I have personal experience of seeking help with Medical Assistance in Dying (MAiD). I also have personal experience of considering taking my own life by suicide. These instances have been as a result of feeling physically and mentally distraught, and with a fear that there may be no realistic potential for improvement in my condition.
Presently, I am enjoying improved wellbeing, and would like to share some information in case it may be of use to other stakeholders in the consideration of MAiD.
Around fifteen years ago I first experienced what I would describe as a psychotic episode. My perception of reality altered dramatically, as did the ways in which I interacted with my environment and the ways in which I behaved.
Following a visit to a psychiatrist I was given an ‘antipsychotic’, and told that I would be on ‘medication’ for the rest of my life.
During fifteen years of experiencing intermittent psychotic episodes, among long periods of normality, I have noted the following:
There has been a tendency for psychiatrists to encourage, persuade, coerce and enforce use of ‘medications’, not only for acute episodes of psychosis, but for ‘prophylactic’ purposes. ie during periods in my life when I have been well and had capacity. They have gone to mental health tribunals on five occasions and been able to have use of ‘medication’ enforced during periods of wellness by claiming that I have ‘significantly impaired decision making ability (SIDMA)’.
Use of ‘medication’ has had significant adverse effects for me, including causing akathisia, tardive dyskinesia and inducing suicidal thoughts.
No psychiatrist that I’ve interacted with as a patient has informed me adequately of potential risks of adverse effects (side effects) of taking ‘medication’. It therefore took me a long time to make some conclusions about potential cause and effect relationships.
I have wanted to end my life several times. Shortly after experiencing my first episodes of psychosis I made inquiries to the ‘Dignitas’ organisation in Switzerland and received written information regarding the process of assisted suicide.
In retrospect, I associate the suicidal thoughts with times that I have either been on ‘medication’, or withdrawing from use. I consider the likelihood of there being a causal relationship to be high. During these periods psychiatrists have described my mental state as ‘stable’ and ‘well’.
Again, looking retrospectively, I have no experience of mental ill health, when not using ‘medication’, causing me to want to contemplate ending my life.
During these fifteen or so years, I have found that psychiatrists interacted with me in ways that neither recognised the severity of the distress that I was in, nor the potential for it to have an iatrogenic cause.

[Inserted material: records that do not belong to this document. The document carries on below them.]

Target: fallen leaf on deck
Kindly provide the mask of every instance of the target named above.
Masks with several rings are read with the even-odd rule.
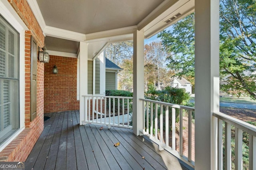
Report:
[[[116,147],[116,146],[119,146],[120,144],[120,142],[118,142],[117,143],[114,143],[114,146],[115,146]]]

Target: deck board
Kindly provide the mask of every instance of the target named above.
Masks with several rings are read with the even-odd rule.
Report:
[[[63,114],[58,114],[60,115],[59,120],[58,121],[55,132],[52,141],[52,144],[50,146],[48,154],[48,157],[44,165],[44,169],[46,170],[53,170],[54,169],[55,167],[64,116]]]
[[[26,161],[26,170],[182,169],[176,158],[132,130],[80,126],[78,111],[45,116],[50,118]]]
[[[66,156],[67,153],[67,133],[68,130],[68,114],[64,112],[61,114],[64,114],[62,126],[60,132],[60,143],[58,146],[56,164],[56,170],[66,169]]]

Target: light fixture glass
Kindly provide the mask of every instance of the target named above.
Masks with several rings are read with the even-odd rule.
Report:
[[[57,66],[56,65],[54,65],[54,66],[53,67],[53,68],[52,69],[52,73],[54,74],[58,74],[58,72],[59,71],[58,70],[58,68],[57,68]]]
[[[46,51],[47,49],[45,46],[42,48],[42,49],[43,51],[39,52],[38,59],[42,63],[48,63],[50,60],[50,57],[48,53]]]

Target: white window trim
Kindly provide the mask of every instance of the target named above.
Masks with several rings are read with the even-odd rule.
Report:
[[[1,152],[25,128],[25,31],[28,29],[8,1],[0,0],[0,14],[20,34],[20,128],[0,146]]]

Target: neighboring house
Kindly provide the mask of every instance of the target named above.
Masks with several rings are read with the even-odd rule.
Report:
[[[172,86],[179,89],[185,89],[186,92],[192,94],[192,85],[190,82],[183,77],[179,79],[175,77],[173,80]]]
[[[106,89],[116,90],[117,89],[117,73],[124,69],[106,58]]]

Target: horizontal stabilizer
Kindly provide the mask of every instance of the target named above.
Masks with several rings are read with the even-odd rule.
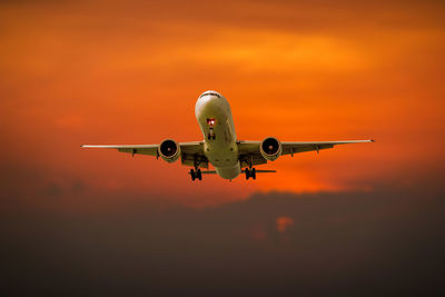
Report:
[[[257,174],[275,174],[277,170],[255,170]],[[188,172],[190,175],[190,172]],[[216,170],[201,170],[202,175],[216,175]],[[246,174],[246,170],[241,170],[241,174]]]

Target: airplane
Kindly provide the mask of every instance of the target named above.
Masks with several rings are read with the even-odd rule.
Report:
[[[374,142],[367,140],[340,141],[279,141],[267,137],[261,141],[238,140],[234,119],[227,99],[217,91],[201,93],[195,106],[195,116],[204,135],[201,141],[177,142],[165,139],[159,145],[83,145],[83,148],[108,148],[120,152],[160,157],[167,162],[181,160],[184,166],[194,167],[189,175],[191,180],[201,180],[202,175],[218,175],[230,181],[244,174],[246,179],[256,179],[257,174],[276,172],[275,170],[257,170],[254,166],[275,161],[278,157],[305,151],[329,149],[337,145]],[[201,170],[209,168],[215,170]]]

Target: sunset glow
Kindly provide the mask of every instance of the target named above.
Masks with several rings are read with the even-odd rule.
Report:
[[[85,191],[70,206],[125,192],[199,207],[255,191],[397,188],[445,161],[445,31],[434,4],[342,1],[349,10],[332,13],[270,1],[126,3],[1,4],[1,154],[29,178],[18,190]],[[377,142],[283,157],[261,167],[277,174],[233,182],[79,148],[201,140],[194,109],[208,89],[228,99],[243,140]]]

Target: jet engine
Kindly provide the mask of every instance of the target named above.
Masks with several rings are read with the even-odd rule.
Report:
[[[162,158],[162,160],[167,162],[174,162],[180,156],[180,147],[175,140],[166,139],[160,142],[158,147],[158,154]]]
[[[279,156],[281,156],[281,142],[279,142],[275,137],[268,137],[261,141],[259,151],[266,160],[275,161]]]

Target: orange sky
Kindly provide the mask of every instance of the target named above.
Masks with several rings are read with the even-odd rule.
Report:
[[[86,200],[120,192],[190,206],[258,190],[437,180],[443,14],[438,1],[2,2],[2,162],[28,175],[28,194],[79,189]],[[283,157],[263,167],[277,175],[231,184],[191,182],[179,162],[79,148],[199,140],[195,102],[208,89],[229,100],[239,139],[377,142]]]

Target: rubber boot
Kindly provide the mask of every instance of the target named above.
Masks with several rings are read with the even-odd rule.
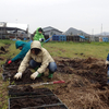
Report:
[[[53,73],[49,71],[48,78],[52,78],[52,77],[53,77]]]
[[[40,76],[44,76],[44,73],[39,73],[39,74],[37,75],[37,77],[40,77]]]

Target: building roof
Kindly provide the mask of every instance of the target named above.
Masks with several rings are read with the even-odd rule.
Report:
[[[55,28],[55,27],[51,27],[51,26],[44,27],[43,29],[44,29],[44,32],[57,31],[57,32],[60,32],[60,33],[62,33],[61,31],[59,31],[59,29],[57,29],[57,28]]]

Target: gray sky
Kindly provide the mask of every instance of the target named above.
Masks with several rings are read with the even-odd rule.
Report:
[[[98,34],[109,32],[109,0],[0,0],[0,22]]]

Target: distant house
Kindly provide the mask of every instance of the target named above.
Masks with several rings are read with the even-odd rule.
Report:
[[[61,31],[59,31],[57,28],[53,28],[51,26],[45,27],[43,29],[44,29],[45,35],[48,35],[48,36],[62,35],[62,33],[63,33],[63,32],[61,32]]]
[[[26,24],[19,25],[19,24],[0,22],[0,38],[17,38],[17,37],[19,38],[29,37]]]

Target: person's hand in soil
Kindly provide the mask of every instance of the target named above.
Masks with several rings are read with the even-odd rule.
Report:
[[[109,66],[109,61],[108,60],[106,60],[106,68],[108,68]]]
[[[12,63],[12,60],[9,60],[9,61],[8,61],[8,64],[10,64],[10,63]]]
[[[22,73],[21,73],[21,72],[16,73],[16,74],[14,75],[14,78],[16,78],[16,80],[19,80],[19,78],[21,78],[21,77],[22,77]]]
[[[31,78],[32,78],[32,80],[35,80],[35,78],[38,76],[38,74],[39,74],[39,73],[36,71],[35,73],[33,73],[33,74],[31,75]]]

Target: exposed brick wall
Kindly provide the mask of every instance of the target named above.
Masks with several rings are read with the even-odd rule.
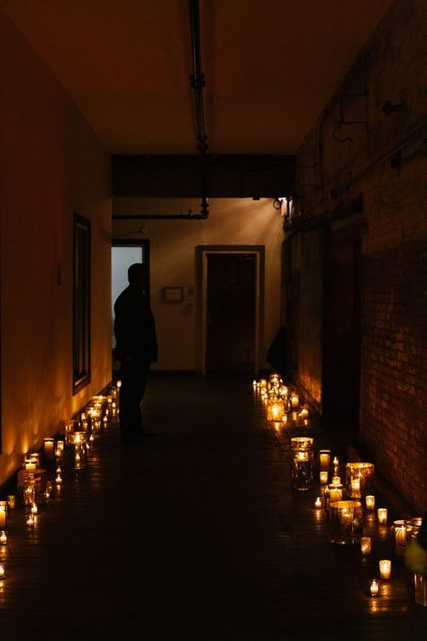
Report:
[[[321,216],[324,224],[325,213],[341,216],[343,227],[360,225],[359,439],[420,511],[427,509],[426,25],[427,3],[396,0],[349,70],[300,151],[299,165],[312,169],[300,171],[295,227]],[[343,98],[350,93],[361,96]],[[342,106],[368,124],[337,128]],[[359,194],[362,213],[343,217],[340,208]],[[312,269],[304,254],[300,269]],[[308,280],[307,288],[300,296],[311,295]]]

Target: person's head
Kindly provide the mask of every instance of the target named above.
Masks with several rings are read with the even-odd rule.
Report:
[[[149,270],[141,262],[134,262],[128,270],[129,284],[139,289],[144,289],[149,284]]]

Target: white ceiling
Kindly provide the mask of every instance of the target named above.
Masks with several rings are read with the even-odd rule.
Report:
[[[209,153],[295,153],[390,0],[199,0]],[[114,153],[196,153],[187,0],[0,0]]]

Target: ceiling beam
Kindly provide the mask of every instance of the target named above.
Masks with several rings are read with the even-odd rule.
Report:
[[[280,154],[113,155],[115,197],[270,198],[292,194],[295,157]]]

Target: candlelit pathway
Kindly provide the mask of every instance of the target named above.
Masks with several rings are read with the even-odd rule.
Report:
[[[123,445],[110,425],[32,533],[13,514],[1,641],[426,638],[388,528],[365,562],[330,543],[318,487],[290,489],[295,430],[276,435],[250,381],[153,375],[144,410],[154,435]],[[379,558],[394,574],[371,599]]]

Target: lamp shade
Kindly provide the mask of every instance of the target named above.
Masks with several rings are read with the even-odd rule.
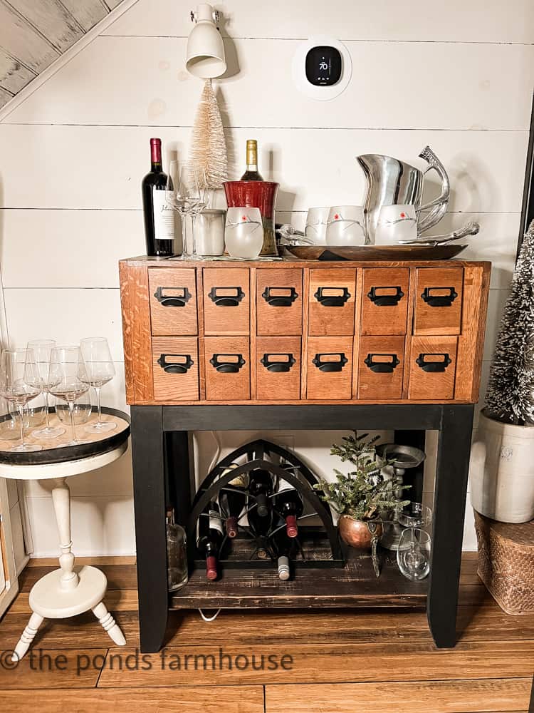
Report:
[[[195,77],[212,79],[226,71],[224,45],[214,21],[211,5],[202,3],[197,10],[195,26],[187,40],[186,69]]]

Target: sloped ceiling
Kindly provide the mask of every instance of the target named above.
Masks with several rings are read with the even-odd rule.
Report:
[[[121,0],[0,0],[0,107]]]

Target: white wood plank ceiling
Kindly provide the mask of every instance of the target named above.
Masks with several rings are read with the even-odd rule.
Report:
[[[0,107],[121,0],[0,0]]]

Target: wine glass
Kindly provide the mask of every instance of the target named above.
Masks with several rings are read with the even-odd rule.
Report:
[[[38,386],[43,392],[45,400],[45,427],[32,431],[34,438],[57,438],[63,436],[65,429],[61,426],[50,425],[50,414],[48,413],[48,374],[50,372],[50,354],[56,347],[53,339],[32,339],[28,342],[28,349],[33,349],[36,359],[36,372],[38,379]]]
[[[85,363],[88,384],[96,392],[98,417],[94,424],[85,426],[88,434],[105,434],[114,431],[117,424],[114,421],[103,421],[100,407],[100,389],[115,376],[115,364],[111,358],[110,345],[103,337],[89,337],[80,343],[82,356]]]
[[[31,349],[4,349],[0,361],[0,396],[19,409],[21,443],[14,446],[16,453],[42,451],[42,446],[26,443],[24,440],[24,406],[41,392],[35,361]]]
[[[430,572],[430,535],[424,530],[403,530],[397,550],[397,563],[407,579],[418,581]]]
[[[89,390],[89,376],[79,347],[55,347],[50,355],[50,393],[68,404],[72,440],[61,446],[80,446],[74,426],[74,402]]]
[[[189,260],[194,254],[194,240],[193,245],[187,240],[187,231],[185,218],[191,215],[194,210],[195,197],[197,193],[192,187],[190,173],[186,165],[178,168],[177,161],[171,161],[169,165],[169,175],[167,179],[165,197],[169,205],[180,214],[182,219],[182,253],[181,260]]]
[[[263,247],[263,227],[260,209],[229,208],[224,242],[232,257],[242,260],[257,257]]]

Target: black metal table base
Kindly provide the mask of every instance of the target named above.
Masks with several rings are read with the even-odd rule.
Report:
[[[165,504],[169,498],[175,503],[177,519],[184,525],[192,492],[189,433],[220,431],[221,424],[226,431],[439,431],[426,612],[436,645],[454,647],[473,409],[471,404],[132,406],[141,650],[156,652],[164,643]]]

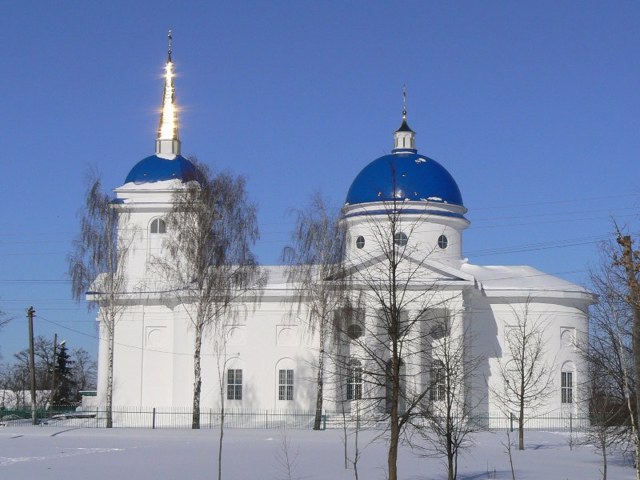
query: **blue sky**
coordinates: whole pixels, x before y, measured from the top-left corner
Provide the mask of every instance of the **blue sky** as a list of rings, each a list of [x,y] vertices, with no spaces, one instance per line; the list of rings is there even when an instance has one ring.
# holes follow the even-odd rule
[[[635,1],[5,2],[0,332],[97,351],[66,257],[89,166],[121,185],[153,153],[174,32],[185,155],[247,177],[265,264],[287,212],[344,201],[388,153],[402,85],[420,153],[469,209],[465,253],[586,284],[612,218],[638,226],[640,3]]]

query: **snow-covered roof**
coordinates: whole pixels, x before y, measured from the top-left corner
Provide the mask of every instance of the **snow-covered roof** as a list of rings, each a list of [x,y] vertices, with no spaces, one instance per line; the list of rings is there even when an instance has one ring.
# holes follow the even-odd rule
[[[580,285],[526,265],[479,266],[465,263],[460,270],[473,275],[479,288],[487,295],[530,292],[554,297],[585,297],[585,300],[593,298],[593,295]]]

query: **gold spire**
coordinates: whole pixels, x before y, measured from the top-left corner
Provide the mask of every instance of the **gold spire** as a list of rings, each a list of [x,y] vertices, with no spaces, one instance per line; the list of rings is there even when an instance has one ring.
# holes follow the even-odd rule
[[[162,110],[160,111],[160,125],[156,138],[156,155],[180,155],[180,139],[178,138],[178,108],[175,99],[175,84],[173,78],[173,36],[169,30],[169,48],[167,50],[167,64],[164,67],[164,95]]]

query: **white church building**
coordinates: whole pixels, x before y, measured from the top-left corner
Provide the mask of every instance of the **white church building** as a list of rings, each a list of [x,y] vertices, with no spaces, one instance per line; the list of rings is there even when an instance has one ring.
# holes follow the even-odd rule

In addition, due to the trust that close family members, who care about me a lot, had in the medical profession, my descriptions of unbearable effects from the use of ‘medications’, and my preference to be dead rather than have to continue experiencing them, have not been taken as seriously as they otherwise would have been if reliable information had been presented by those responsible for my treatment. This is not an issue specific to me, nor people close to me: in general, patients and members of the public are not well informed about risks from use of ‘antipsychotics’.
To broaden the context, in my work with a mental health advocacy group, I have learned that not everyone who experiences psychosis does so in the ways that I do. Some find episodes to be very distressing, and welcome use of ‘antipsychotics’ as a means to alleviate the distress. Therefore, I am aware that not all mental health experiences relating to wanting to die necessarily align with my perception of only iatrogenic factors being involved.
I can imagine circumstances where someone’s mental or physical distress, regardless of causes, would not be able to be alleviated by any intervention presently available. In these instances I would be empathetic to the patient’s perspective on assisted dying.
However, I would like to think also, that consideration would be able to be given to possible iatrogenic causes of distress in any decision-making process about whether to proceed with MAiD.
In particular, I would hope that recognition would be given to a risk of providing assisted dying to a patient who, with a change of treatment plan, could have gone on to enjoy a good quality of life.
Taking account of my own experiences, I would be wary of poorly evidenced ‘expert psychiatric opinion’ in any ethical considerations.